Pattern D: Parallel Research + Synthesis (High Leverage)¶

graph TD
    C["Coordinator"]
    G1["Gather Source 1"]
    G2["Gather Source 2"]
    G3["Gather Source 3"]
    S["Synthesizer<br/>Combines with citations"]

    C --> G1 & G2 & G3
    G1 & G2 & G3 --> S

    style C fill:#e8eaf6,stroke:#3f51b5
    style G1 fill:#e8f5e9,stroke:#4caf50
    style G2 fill:#e8f5e9,stroke:#4caf50
    style G3 fill:#e8f5e9,stroke:#4caf50
    style S fill:#fff3e0,stroke:#ef6c00

Best for: Market research, competitive intel, policy updates.

Production insight: Multi-agent systems fail less when you treat them like microservices: contracts, schemas, timeouts, and ownership.
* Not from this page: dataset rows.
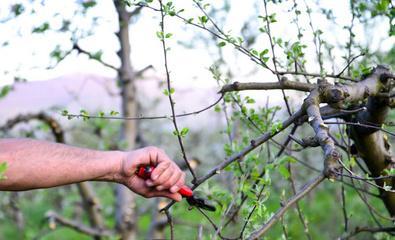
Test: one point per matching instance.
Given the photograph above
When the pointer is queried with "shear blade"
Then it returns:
(200, 203)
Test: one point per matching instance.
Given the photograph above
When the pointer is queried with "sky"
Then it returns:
(26, 55)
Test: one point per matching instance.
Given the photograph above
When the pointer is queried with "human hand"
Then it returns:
(166, 179)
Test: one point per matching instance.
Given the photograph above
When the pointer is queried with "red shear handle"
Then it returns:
(145, 173)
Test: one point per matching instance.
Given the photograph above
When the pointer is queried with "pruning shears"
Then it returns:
(145, 173)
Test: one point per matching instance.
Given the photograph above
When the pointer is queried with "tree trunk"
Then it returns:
(373, 147)
(125, 199)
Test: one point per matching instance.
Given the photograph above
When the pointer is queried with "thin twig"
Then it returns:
(169, 89)
(305, 190)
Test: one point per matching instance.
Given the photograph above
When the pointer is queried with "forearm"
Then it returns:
(39, 164)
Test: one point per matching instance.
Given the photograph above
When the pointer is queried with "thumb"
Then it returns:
(174, 196)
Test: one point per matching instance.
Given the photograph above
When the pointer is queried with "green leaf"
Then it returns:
(284, 171)
(89, 4)
(44, 27)
(221, 44)
(114, 113)
(17, 9)
(65, 113)
(184, 132)
(203, 20)
(160, 35)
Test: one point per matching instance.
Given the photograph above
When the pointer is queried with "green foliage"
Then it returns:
(90, 4)
(42, 28)
(17, 9)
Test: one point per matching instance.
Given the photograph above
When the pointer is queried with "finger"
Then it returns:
(174, 196)
(180, 182)
(159, 170)
(172, 180)
(163, 178)
(149, 183)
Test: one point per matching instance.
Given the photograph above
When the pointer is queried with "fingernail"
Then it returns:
(174, 189)
(179, 198)
(149, 183)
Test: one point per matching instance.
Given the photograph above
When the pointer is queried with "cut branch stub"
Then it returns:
(332, 156)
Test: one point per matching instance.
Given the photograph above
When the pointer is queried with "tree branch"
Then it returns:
(305, 190)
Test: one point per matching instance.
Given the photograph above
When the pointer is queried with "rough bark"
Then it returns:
(125, 199)
(372, 145)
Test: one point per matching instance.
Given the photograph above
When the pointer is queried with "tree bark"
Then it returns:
(125, 199)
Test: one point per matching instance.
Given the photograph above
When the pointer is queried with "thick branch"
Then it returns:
(283, 84)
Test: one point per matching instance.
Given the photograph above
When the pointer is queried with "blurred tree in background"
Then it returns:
(266, 168)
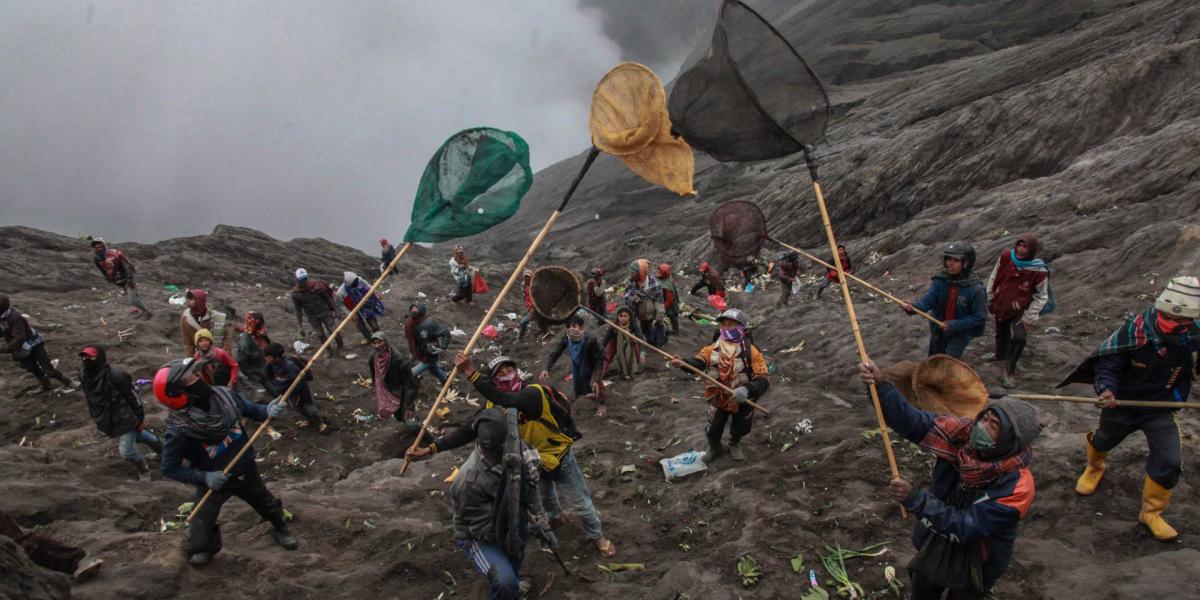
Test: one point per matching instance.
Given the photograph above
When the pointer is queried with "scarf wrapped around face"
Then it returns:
(387, 403)
(949, 439)
(209, 426)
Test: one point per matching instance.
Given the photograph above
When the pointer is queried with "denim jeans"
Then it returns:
(569, 480)
(501, 574)
(130, 441)
(433, 367)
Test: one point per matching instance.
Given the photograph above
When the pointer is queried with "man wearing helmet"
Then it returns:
(738, 365)
(955, 298)
(545, 424)
(204, 433)
(1152, 357)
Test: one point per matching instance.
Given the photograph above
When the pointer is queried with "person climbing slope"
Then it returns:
(119, 270)
(115, 407)
(1019, 293)
(352, 291)
(394, 384)
(586, 358)
(204, 432)
(546, 425)
(738, 365)
(955, 298)
(967, 521)
(27, 346)
(1152, 357)
(313, 298)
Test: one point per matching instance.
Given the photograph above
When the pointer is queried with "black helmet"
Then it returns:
(963, 251)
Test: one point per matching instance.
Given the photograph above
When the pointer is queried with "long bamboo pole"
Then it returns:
(299, 378)
(864, 282)
(1084, 400)
(853, 318)
(496, 304)
(711, 379)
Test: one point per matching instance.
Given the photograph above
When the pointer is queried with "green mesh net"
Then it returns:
(474, 181)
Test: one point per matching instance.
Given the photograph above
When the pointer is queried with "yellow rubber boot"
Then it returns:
(1095, 471)
(1155, 499)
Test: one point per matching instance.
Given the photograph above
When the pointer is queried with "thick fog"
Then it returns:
(143, 120)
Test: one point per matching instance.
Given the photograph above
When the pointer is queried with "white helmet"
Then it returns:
(1181, 298)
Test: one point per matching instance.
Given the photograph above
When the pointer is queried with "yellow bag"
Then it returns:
(629, 119)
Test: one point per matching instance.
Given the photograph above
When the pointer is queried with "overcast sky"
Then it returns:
(143, 120)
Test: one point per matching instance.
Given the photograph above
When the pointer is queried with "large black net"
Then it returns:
(753, 97)
(557, 292)
(738, 229)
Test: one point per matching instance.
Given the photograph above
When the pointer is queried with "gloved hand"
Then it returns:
(742, 394)
(215, 479)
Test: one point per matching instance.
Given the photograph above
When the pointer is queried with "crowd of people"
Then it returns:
(966, 520)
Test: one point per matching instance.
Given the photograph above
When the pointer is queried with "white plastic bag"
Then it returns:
(683, 465)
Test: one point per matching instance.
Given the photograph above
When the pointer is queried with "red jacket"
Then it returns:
(1012, 291)
(210, 365)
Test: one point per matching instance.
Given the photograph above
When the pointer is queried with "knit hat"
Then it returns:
(1181, 299)
(1021, 417)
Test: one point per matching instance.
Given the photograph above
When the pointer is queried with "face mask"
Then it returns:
(198, 389)
(981, 439)
(510, 383)
(733, 334)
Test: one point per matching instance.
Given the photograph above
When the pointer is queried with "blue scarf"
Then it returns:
(575, 348)
(1037, 264)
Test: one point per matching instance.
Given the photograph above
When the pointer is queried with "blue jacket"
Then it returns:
(970, 310)
(186, 459)
(1146, 375)
(993, 519)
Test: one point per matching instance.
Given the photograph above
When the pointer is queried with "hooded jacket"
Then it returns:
(970, 306)
(994, 519)
(112, 400)
(13, 327)
(353, 291)
(313, 299)
(425, 334)
(210, 319)
(114, 265)
(1015, 292)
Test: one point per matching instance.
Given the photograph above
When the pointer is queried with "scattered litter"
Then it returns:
(683, 465)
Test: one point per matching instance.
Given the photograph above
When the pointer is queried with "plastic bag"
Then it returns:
(683, 465)
(480, 285)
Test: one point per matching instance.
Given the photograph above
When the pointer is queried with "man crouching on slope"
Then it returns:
(969, 519)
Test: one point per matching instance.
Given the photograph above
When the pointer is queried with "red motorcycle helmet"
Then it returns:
(168, 383)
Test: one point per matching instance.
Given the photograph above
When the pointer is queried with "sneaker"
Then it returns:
(199, 559)
(285, 538)
(1007, 382)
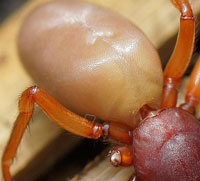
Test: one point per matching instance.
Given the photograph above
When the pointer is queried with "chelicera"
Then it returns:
(163, 145)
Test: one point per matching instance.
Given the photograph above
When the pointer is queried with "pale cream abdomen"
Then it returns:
(91, 59)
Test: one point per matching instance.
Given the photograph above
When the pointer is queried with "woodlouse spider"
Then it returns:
(164, 144)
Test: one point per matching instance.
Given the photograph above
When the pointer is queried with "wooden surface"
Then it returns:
(159, 21)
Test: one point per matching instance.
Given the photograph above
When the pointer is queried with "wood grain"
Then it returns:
(159, 21)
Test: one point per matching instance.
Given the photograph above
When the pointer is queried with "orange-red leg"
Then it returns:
(63, 117)
(181, 56)
(193, 93)
(121, 156)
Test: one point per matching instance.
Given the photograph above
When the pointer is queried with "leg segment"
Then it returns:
(63, 117)
(181, 56)
(121, 156)
(193, 93)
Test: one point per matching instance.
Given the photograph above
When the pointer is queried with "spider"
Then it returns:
(163, 143)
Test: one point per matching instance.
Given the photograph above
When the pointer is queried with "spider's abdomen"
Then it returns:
(166, 147)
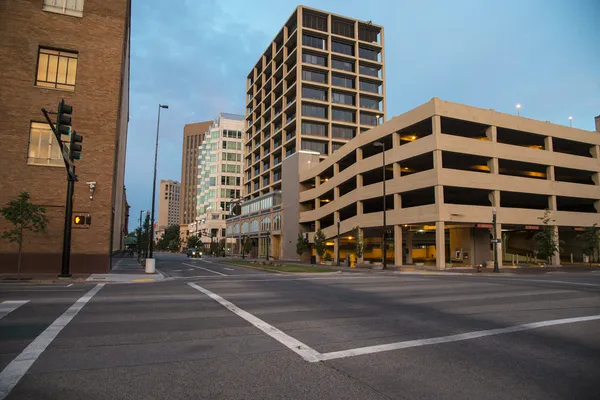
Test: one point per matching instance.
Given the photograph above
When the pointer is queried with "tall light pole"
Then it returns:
(495, 240)
(383, 253)
(154, 181)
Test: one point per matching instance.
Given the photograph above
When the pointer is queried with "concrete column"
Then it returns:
(440, 245)
(409, 247)
(398, 245)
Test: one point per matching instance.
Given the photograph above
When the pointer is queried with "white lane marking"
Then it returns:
(452, 338)
(6, 307)
(206, 269)
(295, 345)
(12, 374)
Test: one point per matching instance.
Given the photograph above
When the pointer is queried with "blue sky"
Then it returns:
(194, 56)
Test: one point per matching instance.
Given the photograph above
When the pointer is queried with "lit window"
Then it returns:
(68, 7)
(56, 69)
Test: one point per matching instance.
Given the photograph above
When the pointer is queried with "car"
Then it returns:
(194, 253)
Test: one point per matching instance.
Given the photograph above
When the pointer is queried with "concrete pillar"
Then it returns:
(440, 245)
(398, 245)
(556, 257)
(409, 247)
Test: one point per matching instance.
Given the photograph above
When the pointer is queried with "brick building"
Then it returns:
(77, 50)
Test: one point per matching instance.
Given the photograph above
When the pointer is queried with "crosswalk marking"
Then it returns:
(6, 307)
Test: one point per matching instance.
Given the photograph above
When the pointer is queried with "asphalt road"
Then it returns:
(252, 335)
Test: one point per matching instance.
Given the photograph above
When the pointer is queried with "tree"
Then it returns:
(302, 244)
(360, 244)
(194, 242)
(320, 245)
(24, 216)
(590, 240)
(544, 241)
(247, 245)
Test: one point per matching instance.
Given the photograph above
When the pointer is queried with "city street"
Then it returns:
(218, 331)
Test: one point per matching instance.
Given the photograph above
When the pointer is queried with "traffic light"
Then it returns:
(75, 147)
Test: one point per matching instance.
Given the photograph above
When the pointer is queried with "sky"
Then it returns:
(194, 56)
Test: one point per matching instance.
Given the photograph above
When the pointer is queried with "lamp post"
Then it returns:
(383, 256)
(338, 247)
(154, 181)
(495, 240)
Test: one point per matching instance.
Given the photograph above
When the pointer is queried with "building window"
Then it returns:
(67, 7)
(342, 98)
(342, 81)
(43, 148)
(56, 69)
(313, 59)
(342, 115)
(311, 128)
(342, 48)
(343, 65)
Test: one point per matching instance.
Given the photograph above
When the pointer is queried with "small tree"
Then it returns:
(590, 241)
(24, 216)
(545, 242)
(360, 243)
(320, 245)
(302, 244)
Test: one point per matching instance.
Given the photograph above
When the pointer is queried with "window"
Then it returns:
(342, 48)
(43, 148)
(314, 76)
(313, 59)
(371, 71)
(369, 87)
(368, 54)
(342, 115)
(313, 41)
(343, 65)
(314, 111)
(67, 7)
(317, 94)
(342, 81)
(312, 128)
(313, 145)
(342, 132)
(342, 98)
(56, 69)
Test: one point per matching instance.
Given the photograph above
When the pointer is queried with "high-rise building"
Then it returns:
(219, 175)
(319, 83)
(168, 204)
(77, 51)
(193, 134)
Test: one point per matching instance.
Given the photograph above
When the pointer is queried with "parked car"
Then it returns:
(194, 253)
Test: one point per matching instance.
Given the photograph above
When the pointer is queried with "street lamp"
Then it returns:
(154, 181)
(382, 145)
(338, 240)
(495, 240)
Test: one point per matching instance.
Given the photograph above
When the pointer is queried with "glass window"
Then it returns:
(310, 93)
(56, 69)
(343, 65)
(342, 48)
(337, 80)
(313, 59)
(342, 98)
(43, 148)
(342, 115)
(68, 7)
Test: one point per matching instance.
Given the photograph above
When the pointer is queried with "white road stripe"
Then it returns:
(6, 307)
(452, 338)
(18, 367)
(206, 269)
(295, 345)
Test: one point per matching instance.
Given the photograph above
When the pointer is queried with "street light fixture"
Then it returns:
(154, 181)
(495, 240)
(384, 247)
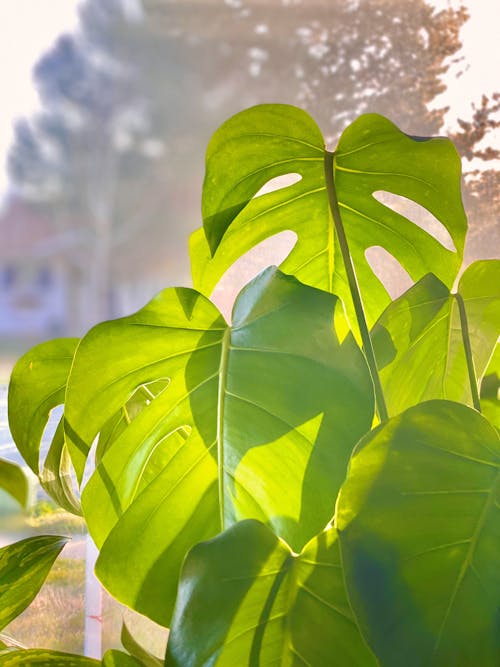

RAG vs Agent Workflows vs Agentic RAG¶

Approach	Best For	Strengths	Failure Mode	Fix
Classic RAG	Q&A, policy lookup	Fast, cheap, explainable	Hallucinated synthesis	Better chunking, hybrid search
Single-Agent	Ticket triage, CRM updates	Simple orchestration	Tool misuse, looping	Guardrails, timeouts
Multi-Agent	Procurement, incident response	Specialization + parallel	Coordination overhead	Shared state, role contracts
Agentic RAG	Enterprise workflows	Higher task completion	Retrieval drift + action risk	Retrieval constraints + approvals

2026 trend: "Agentic RAG" -- default enterprise pattern: retrieval grounds decisions, tools execute changes, policy gates manage risk.

Agentic RAG Architecture¶

Query -> Router -> Planner -> Retriever (RAG) -> Executor (Tools) -> Verifier -> Output
                                                        |
                                              Policy Gates & Approvals

Multimodal RAG¶

Three Approaches¶

Approach	Description	Pros	Cons
Text-translation	Convert images to captions, audio to transcripts	Easy integration	Information bottleneck
Text retrieval + multimodal generation	Retrieve via text, generate with original media	Better expressiveness	Retrieval still text-dependent
Multimodal retrieval	Cross-modal embeddings in shared vector space	Maximum grounding	Computationally expensive

Pipeline¶

Step 1: Multimodal Knowledge Preparation
  Images -> Vision encoder -> Embeddings
  Audio -> Audio encoder -> Embeddings
  Text -> Text encoder -> Embeddings
  All stored in Vector DB

Step 2: Processing and Retrieval
  Query -> Encode (any modality) -> Vector search -> Top-K multimodal chunks

Step 3: Multimodal Context Building
  Early fusion: Convert all to text
  Late fusion: Keep modalities separate
  Multimodal LLM generates response

Use Cases¶

Use Case	Benefit
Medical imaging	Retrieve similar cases with diagnosis
Product search	Search by image, get product details
Document analysis	Understand charts, tables, diagrams
Video QA	Answer questions about video content

Tool Calling Reliability¶

What "Good" Looks Like¶

Tools accept strict schemas (JSON Schema / typed models)
Agents produce structured outputs for every action
Every tool call is logged with inputs/outputs
High-risk tools require human approval (HITL)
Tools run in least-privilege mode (scoped tokens)

Tool Contract Example¶

from pydantic import BaseModel, Field
from typing import Literal, Optional

class CreateJiraTicket(BaseModel):
    project_key: str = Field(..., description="Jira project key")
    summary: str = Field(..., max_length=120)
    description: str
    severity: Literal["low", "medium", "high", "critical"]
    requester_email: str
    approval_required: bool = True
    related_asset_id: Optional[str] = None

def create_jira_ticket(payload: CreateJiraTicket) -> dict:
    # 1) Policy check (PII redaction, allowed project)
    # 2) Call Jira API
    # 3) Return structured receipt
    return {"ticket_id": "ITOPS-1842", "status": "created"}

Guardrails¶

Guardrail	Purpose
Allowlists	Limit tools, destinations, domains
Step budgets	Max turns, max tool calls
Deterministic formatting	Schemas + validators
Sandboxing	Code execution, browser actions
Confirmation prompts	Destructive actions (delete, refund, terminate)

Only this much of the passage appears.